Some interesting reads about that can be found below:
IBM – Identifying and abusing Azure Arc for hybrid escalation and persistence
Andy Gill – LOLCLOUD – Azure Arc – C2aaS
Ryan (Hausec) – Azure Virtual Machine Execution Techniques
I won’t fully cover each aspect that these blogposts cover but I do think it’s good to point out that an improper onboarding of Arc machines may lead to a less secure environment by increasing the attack surface, letting machines be managed from the cloud.
It’s also important to note that even if you decide not to utilize these Azure Arc, that an attacker could onboard your machines into a tenant of their own choosing if you’re not actively looking for signs of Arc onboarding.

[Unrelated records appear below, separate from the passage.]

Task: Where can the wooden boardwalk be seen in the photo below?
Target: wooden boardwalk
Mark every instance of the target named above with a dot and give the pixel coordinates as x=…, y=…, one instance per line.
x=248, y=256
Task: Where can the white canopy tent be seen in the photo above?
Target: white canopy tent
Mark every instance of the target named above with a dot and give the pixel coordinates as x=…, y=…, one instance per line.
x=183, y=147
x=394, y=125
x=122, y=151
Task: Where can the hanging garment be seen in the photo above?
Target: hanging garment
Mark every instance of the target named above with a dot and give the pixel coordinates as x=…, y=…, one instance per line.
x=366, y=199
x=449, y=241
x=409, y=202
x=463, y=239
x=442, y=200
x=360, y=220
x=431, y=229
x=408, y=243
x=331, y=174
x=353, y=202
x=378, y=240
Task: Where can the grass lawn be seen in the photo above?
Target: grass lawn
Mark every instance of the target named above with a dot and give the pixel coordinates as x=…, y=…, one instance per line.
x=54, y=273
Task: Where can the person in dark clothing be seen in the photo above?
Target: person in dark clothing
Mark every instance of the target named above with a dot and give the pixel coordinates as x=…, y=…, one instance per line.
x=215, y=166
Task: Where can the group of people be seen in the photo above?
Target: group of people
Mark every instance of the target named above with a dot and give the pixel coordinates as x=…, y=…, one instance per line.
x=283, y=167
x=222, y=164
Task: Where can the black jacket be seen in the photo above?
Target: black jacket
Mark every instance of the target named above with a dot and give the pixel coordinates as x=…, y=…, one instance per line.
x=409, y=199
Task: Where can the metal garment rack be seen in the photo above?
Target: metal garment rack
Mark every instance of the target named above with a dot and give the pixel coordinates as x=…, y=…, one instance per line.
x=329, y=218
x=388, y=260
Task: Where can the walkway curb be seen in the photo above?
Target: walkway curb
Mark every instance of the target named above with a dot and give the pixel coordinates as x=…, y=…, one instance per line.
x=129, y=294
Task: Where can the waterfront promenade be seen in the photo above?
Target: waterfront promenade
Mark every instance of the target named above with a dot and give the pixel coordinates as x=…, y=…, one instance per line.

Also of note is that the SSH extension isn’t the only way to remotely execute things from Azure. As I’ve covered in a previous blogpost: Modern Server Management – Exploring Azure Arc Run Commands using Bicep – Mindcore Techblog
The Run command doesn’t require an extension to be installed at all but does leave distinct traces of execution that can be detected.
You can limit access to the Run command using Azure RBAC as described here.
In general, it’s important to have a good design and architecture around how you’ll actually want to manage these new resources within Azure. Much of the same best-practices you should follow for Azure resources apply here as well. Make full use of subscriptions, resource groups, and administrative units if required.
Allowlists & Blocklists
In addition, you can block (or allow) specific extensions from running on any given VM by adding them to a list within the Azure Arc Agent. This is a local configuration that can be adjusted on a per-server basis. This ensures that nobody, not even a user with Owner or Global Administrator permissions in Azure, can override your security rules by trying to install an unauthorized extension.
You can read more about this in detail here.
This is a must-have configuration to implement, especially for critical servers (such as Domain Controllers).
What about Linux?
Be sure to check the supported operating systems for the agent here.
Onboard the machine to Arc and as long as OpenSSH is installed (on Ubuntu, simply apt install openssh-server) you’ll be able to connect to it using SSH right-away:
Off course, RDP does not work, as that’s a bit more Microsoft specific but I think it’s rare for a Linux server to require interactive desktop sessions.
An interesting advantage that Linux does have is the ability to login using Entra ID authentication. That will be covered in a later blogpost.
Conclusion
I hope this post has shown how to gain better remote control of all resources, regardless of where they are hosted. Using Azure’s RBAC model and Entra’s security methods, it’s possible to create a highly secure environment based on Zero-Trust principles.
What I’d like to see next
As already mentioned in Pt.1 of this series, I’d love to have the same management experience across Azure native VM’s as well as Azure Arc. Currently, in order to SSH to an Azure VM a public IP needs to be created with appropriate firewall openings. Alternatively, using Bastion to gain access to it. I don’t see a reason why Azure VMs would not be able to use the same Arc Proxy service to create SSH sessions as an alternative means of connecting.